Deux jours après la manifestation qui a rassemblé mardi à Bruxelles quelque 60.000 personnes opposées à un projet de "loi travail" renforçant la flexibilité, le trafic ferroviaire était à l'arrêt jeudi en Wallonie (sud de la Belgique), où les cheminots ont débrayé spontanément pour protester contre la suppression de jours de récupération décidée par leur employeur, la SNCB.
Le mouvement était en revanche moins suivi en Flandre (nord), selon la Société nationale des chemins de fer belge.
Une réunion entre les syndicats et la direction du rail belge s'est achevée sans accord et la grève est reconduite au moins jusqu'à une nouvelle séance de négociations prévue vendredi en fin de matinée, ont indiqué les syndicats francophones, alors que leurs homologues flamands ne soutiennent pas l'arrêt de travail.
La fracture entre syndicats francophones et flamands, qui sont pourtant en principe unitaires, se marque également dans le conflit des prisons.
Depuis plus d'un mois, les agents pénitentiaires de Wallonie et de Bruxelles ont cessé le travail pour réclamer des moyens financiers et en personnel supplémentaires, tandis que leurs collègues de Flandre ont accepté le plan de "rationalisation" --dit "Travailler autrement"-- défendu par le ministre de la Justice, Koen Geens.

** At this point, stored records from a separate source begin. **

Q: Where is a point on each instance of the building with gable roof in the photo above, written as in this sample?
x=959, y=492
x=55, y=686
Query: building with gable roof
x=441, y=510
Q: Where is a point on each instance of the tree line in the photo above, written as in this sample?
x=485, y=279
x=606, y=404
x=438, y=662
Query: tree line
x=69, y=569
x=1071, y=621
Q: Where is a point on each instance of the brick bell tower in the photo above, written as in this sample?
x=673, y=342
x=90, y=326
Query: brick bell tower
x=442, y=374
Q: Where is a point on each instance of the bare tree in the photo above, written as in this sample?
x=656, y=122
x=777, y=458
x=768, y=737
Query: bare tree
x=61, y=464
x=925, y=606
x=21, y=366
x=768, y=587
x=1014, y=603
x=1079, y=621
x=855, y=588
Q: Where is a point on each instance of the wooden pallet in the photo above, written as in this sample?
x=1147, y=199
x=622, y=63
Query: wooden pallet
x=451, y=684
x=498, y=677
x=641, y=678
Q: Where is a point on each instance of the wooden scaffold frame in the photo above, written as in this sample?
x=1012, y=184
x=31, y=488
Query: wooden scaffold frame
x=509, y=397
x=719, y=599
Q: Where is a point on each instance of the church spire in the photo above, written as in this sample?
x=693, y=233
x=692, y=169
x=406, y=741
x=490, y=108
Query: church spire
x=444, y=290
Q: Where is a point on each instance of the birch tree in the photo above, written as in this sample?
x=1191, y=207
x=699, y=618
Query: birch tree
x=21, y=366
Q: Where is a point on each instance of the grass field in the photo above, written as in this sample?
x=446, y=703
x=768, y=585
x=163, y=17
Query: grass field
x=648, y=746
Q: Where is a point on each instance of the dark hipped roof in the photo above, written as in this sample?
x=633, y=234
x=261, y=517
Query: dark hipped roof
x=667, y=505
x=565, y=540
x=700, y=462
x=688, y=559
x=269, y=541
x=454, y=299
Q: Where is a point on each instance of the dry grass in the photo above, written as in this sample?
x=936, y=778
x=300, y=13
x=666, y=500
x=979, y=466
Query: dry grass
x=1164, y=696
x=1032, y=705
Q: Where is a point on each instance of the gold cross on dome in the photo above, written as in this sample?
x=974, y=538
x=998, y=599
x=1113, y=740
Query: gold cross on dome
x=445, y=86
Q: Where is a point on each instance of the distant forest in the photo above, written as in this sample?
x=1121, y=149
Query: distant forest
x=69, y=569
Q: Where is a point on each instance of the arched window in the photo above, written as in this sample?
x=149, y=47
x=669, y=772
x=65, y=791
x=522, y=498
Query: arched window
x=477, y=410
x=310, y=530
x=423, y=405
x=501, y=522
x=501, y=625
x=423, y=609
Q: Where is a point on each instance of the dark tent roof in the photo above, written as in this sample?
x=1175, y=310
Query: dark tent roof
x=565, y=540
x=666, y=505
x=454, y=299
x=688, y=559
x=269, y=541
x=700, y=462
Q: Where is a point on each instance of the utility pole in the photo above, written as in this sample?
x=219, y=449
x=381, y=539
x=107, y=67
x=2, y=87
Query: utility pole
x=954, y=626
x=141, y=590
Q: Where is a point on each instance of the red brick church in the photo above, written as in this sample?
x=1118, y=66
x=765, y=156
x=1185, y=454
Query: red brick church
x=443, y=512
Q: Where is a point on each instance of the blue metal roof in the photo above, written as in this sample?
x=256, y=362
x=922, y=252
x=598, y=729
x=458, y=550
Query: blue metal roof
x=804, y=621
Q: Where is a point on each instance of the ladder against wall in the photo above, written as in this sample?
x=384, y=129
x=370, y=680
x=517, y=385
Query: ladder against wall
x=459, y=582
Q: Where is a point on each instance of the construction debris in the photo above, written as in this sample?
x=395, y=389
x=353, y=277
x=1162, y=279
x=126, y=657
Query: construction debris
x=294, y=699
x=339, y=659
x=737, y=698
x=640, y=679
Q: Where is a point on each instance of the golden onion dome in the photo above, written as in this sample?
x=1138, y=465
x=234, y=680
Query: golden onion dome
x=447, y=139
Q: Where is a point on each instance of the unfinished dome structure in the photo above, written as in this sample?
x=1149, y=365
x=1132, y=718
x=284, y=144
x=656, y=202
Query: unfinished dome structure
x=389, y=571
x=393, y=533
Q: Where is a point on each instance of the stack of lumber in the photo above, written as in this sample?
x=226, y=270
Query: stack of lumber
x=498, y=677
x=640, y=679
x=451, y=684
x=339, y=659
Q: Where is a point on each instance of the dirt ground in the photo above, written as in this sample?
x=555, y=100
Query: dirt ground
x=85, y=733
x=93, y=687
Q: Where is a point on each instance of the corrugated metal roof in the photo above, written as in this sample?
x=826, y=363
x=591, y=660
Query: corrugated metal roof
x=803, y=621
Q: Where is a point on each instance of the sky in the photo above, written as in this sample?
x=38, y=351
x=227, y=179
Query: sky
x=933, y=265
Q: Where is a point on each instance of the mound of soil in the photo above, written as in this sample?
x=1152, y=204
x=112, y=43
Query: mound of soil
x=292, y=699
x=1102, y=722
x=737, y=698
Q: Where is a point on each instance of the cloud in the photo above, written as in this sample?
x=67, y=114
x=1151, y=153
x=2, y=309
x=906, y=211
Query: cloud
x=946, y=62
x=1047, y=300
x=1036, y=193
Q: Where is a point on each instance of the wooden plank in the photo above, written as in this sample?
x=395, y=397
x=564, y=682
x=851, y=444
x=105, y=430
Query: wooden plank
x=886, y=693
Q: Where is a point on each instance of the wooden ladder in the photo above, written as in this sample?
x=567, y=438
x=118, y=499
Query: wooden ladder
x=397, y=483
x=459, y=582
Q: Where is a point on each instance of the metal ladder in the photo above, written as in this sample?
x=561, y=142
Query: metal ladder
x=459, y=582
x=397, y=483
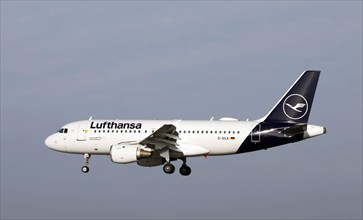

Ce dernier a fait mercredi de nouvelles propositions, en promettant notamment l'engagement de 480 personnes et en poursuivant les efforts contre la surpopulation pénale.
Le personnel des prisons se prononcera lundi sur le protocole d'accord, mais celui de la prison de bruxelloise de Saint-Gilles l'a déjà rejeté lors d'une vote qui n'a toutefois pas atteint le quorum requis pour être validé et qui sera renouvelé dans les prochains jours, selon des sources syndicales.
A ces grèves sectorielles, il faut ajouter la contestation plus générale de la politique du gouvernement de droite, arrivé au pouvoir en octobre 2014 et qui, selon les partis d'opposition de gauche et les syndicats, met à mal le modèle belge de concertation entre représentants du patronat et des salariés.
Plusieurs grèves avaient rythmé l'automne 2014 après une manifestation géante à Bruxelles, à laquelle 120.000 personnes avaient participé, du jamais vu en plusieurs décennies en Belgique.
- 'Faire tomber le gouvernement' -
Dès son arrivée au pouvoir, le gouvernement avait hérissé les partenaires sociaux avec des mesures comme le gel temporaire des salaires ou le report de 65 à 67 de l'âge de la retraite à l'horizon 2030, contre lesquelles les syndicats annoncent une série d'actions (grèves générales, manifestations...) jusqu'à l'automne prochain.
La prochaine journée d'actions, le 31 mai, devait être se traduire par une manifestation des services publics couplée à une grève des cheminots. Mais elle pourrait prendre une plus grande ampleur, à la fois en terme de secteurs touchés et de durée.
La branche wallonne du syndicat socialiste de la fonction publique CGSP a appelé jeudi "l'ensemble des secteurs" du service public en Wallonie à "entrer en actions continues" à partir du 31 mai.
"Le mot d'ordre est clair: il faut faire tomber ce gouvernement", a indiqué dans un communiqué la CGSP wallonne.
Son pendant flamand, Acod, a toutefois déploré une "initiative prise en solo". "Nous n'appelons en aucun cas à la grève", a fait savoir le patron du syndicat néerlandophone, Guido Rasschaert, cité par l'agence Belga.
La Belgique est dirigée par une coalition de quatre partis de droite, trois néerlandophones (dont le parti nationaliste flamand N-VA) et un francophone, la formation libérale Mouvement réformateur (MR) de Charles Michel.
Interpellé jeudi après-midi devant la Chambre des députés par les partis d'opposition, le Premier ministre a dénoncé la "désinformation" visant selon lui l'action de son gouvernement. "Nous allons continuer à prendre des décisions, réformer et agir", a-t-il lancé.
La grogne sociale en Belgique survient au moment où la France voisine est également en proie à un durcissement du mouvement de contestation des opposants à la réforme du travail.